妊娠初期に出血があると不安になるのは自然なことですが、落ち着いて状況を判断し、必要に応じて医療機関に相談してください。
妊娠中期から後期の出血について
妊娠中期から後期にかけて出血の原因によくあげられる症状として、
・切迫早産
・常位胎盤早期剥離
・前置胎盤
・子宮頚部びらん
・内診
・転倒
などがあげられるため、順番に解説していきます。
原因1:切迫早産
「切迫早産」とは、早産(妊娠22~37週未満の出産)になりかかっている状態のことです。(※2)
切迫早産になると、
・下腹部の張り
・生理痛のような、下腹部の痛みや腰痛
・少量の出血
といった症状がみられます。
切迫早産は、安静にすることで問題なく妊娠継続できる可能性があります。(※3)
妊娠中に出血がみられた場合は、すぐに医療機関を受診し、医師の指示に従いましょう。
切迫早産の症状や対策について詳しく知りたい人は、こちらの記事も参考にしてください。
(※2)出典:広島県医師会「知っておきたい 産婦人科の救急」
(※3)出典:国立成育医療研究センター「妊娠中の出血!切迫流産っていったい何??」
原因2:常位胎盤早期剥離
赤ちゃんがまだ子宮内にいる状態で、胎盤が子宮から剥がれてしまうことを、常位胎盤早期剥離といいます。
全妊娠の0.4~1.5%の確率で起こる(※4)といわれており、胎盤剥離に伴って、子宮壁から出血することがあります。
しかし、出血量・血の色(鮮紅色か暗赤色か)などは、胎盤が剥がれるスピードなどによってまちまちで、一概にはいえません。
・性器出血
・下腹部痛
・胎動の減少
といった症状がみられる場合は、早めに医療機関を受診しましょう。
胎盤は、赤ちゃんに栄養や酸素を送るための大切な器官のため、胎盤が剥離すると赤ちゃんの命に関わります。
常位胎盤早期剥離と診断された場合は、速やかに赤ちゃんをおなかから出す必要があるため、緊急帝王切開術がおこなわれます。
(※4)出典:MSDマニュアル家庭版「常位胎盤早期剥離」
原因3:前置胎盤
前置胎盤とは、胎盤が子宮下部の開口部を覆うように付着している状態です。
前置胎盤があると、妊娠20週以降に、突然の鮮血による性器出血・大量出血などが起こることがあります。
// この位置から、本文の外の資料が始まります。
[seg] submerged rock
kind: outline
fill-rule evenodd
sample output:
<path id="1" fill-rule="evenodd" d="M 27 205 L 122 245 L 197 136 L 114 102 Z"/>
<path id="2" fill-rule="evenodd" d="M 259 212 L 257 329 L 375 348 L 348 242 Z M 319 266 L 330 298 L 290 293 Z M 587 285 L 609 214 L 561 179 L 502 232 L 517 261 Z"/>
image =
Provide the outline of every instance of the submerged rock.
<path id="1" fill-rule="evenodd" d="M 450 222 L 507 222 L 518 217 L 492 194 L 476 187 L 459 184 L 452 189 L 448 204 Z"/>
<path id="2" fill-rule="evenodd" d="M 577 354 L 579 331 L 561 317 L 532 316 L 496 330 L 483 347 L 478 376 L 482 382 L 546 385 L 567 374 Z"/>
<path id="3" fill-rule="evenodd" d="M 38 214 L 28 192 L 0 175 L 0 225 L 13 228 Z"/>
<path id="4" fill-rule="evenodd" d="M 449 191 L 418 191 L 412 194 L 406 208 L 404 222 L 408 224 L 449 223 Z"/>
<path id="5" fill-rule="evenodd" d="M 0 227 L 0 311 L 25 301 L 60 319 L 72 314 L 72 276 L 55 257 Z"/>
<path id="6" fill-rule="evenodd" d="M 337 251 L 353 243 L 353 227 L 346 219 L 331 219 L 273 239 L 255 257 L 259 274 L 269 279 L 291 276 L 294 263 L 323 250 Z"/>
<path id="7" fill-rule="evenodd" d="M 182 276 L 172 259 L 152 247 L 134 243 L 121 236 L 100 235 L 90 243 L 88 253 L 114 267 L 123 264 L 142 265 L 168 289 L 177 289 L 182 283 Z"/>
腹痛は伴わないことが多いため、突然の性器出血があった場合は、速やかに医療機関を受診しましょう。
前置胎盤がある状態だと、流産・早産・胎盤剥離や、胎盤からの大量出血で母子ともに危険な状態に陥るリスクがあります。
前置胎盤と診断された場合は、
・安静
・出血が止まれば、妊娠36~37週で早めの分娩
・場合によっては帝王切開
などの措置が取られます。
前置胎盤は分娩800件に1件の割合で起こるといわれていますが、うち90%は分娩時までに自然解消されます。(※5)
(※5)出典:MSDマニュアル家庭版「前置胎盤」
原因4:子宮頚部びらん
子宮頸部びらんは、女性ホルモンの増加により、子宮頸部の粘膜が傷つきやすくなった状態です。
そのため、少量の出血が起こりやすくなります。
通常は、妊娠中であっても治療の必要がない生理的な変化ですが、発熱や下腹部痛を伴う場合は、早めの受診が必要です。
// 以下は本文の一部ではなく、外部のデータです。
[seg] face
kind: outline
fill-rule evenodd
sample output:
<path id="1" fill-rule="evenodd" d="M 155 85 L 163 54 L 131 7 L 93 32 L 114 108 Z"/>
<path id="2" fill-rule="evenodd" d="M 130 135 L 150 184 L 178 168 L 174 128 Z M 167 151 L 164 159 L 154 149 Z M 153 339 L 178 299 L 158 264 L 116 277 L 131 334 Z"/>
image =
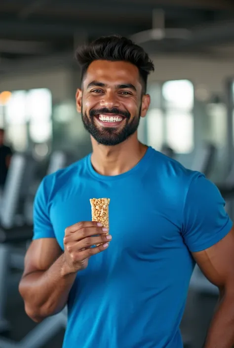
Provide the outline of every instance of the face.
<path id="1" fill-rule="evenodd" d="M 149 106 L 138 68 L 126 62 L 97 60 L 89 66 L 77 108 L 85 129 L 99 144 L 113 146 L 136 133 Z"/>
また、感染予防の観点から、清潔な下着の使用や過度な運動を控えることが推奨されています。
原因5:内診
内診による刺激で、一時的に少量の出血が見られる場合もあります。
妊娠中は子宮への血流が増加し、子宮頸部の血管も通常より脆くなっているため、軽い刺激でも出血しやすくなっているのです。
通常、内診後の出血は少量で一時的なものであり、心配する必要はありません。
ただし、
・鮮やかな赤色の出血や大量の出血
・持続的な出血
などが見られる場合は、医療機関で相談しましょう。
また内診後に強い腹痛や破水のような症状が現れた場合も、受診してください。
原因6:転倒
妊娠中期から後期にかけて、体重の増加やバランスの変化により転倒のリスクが高まります。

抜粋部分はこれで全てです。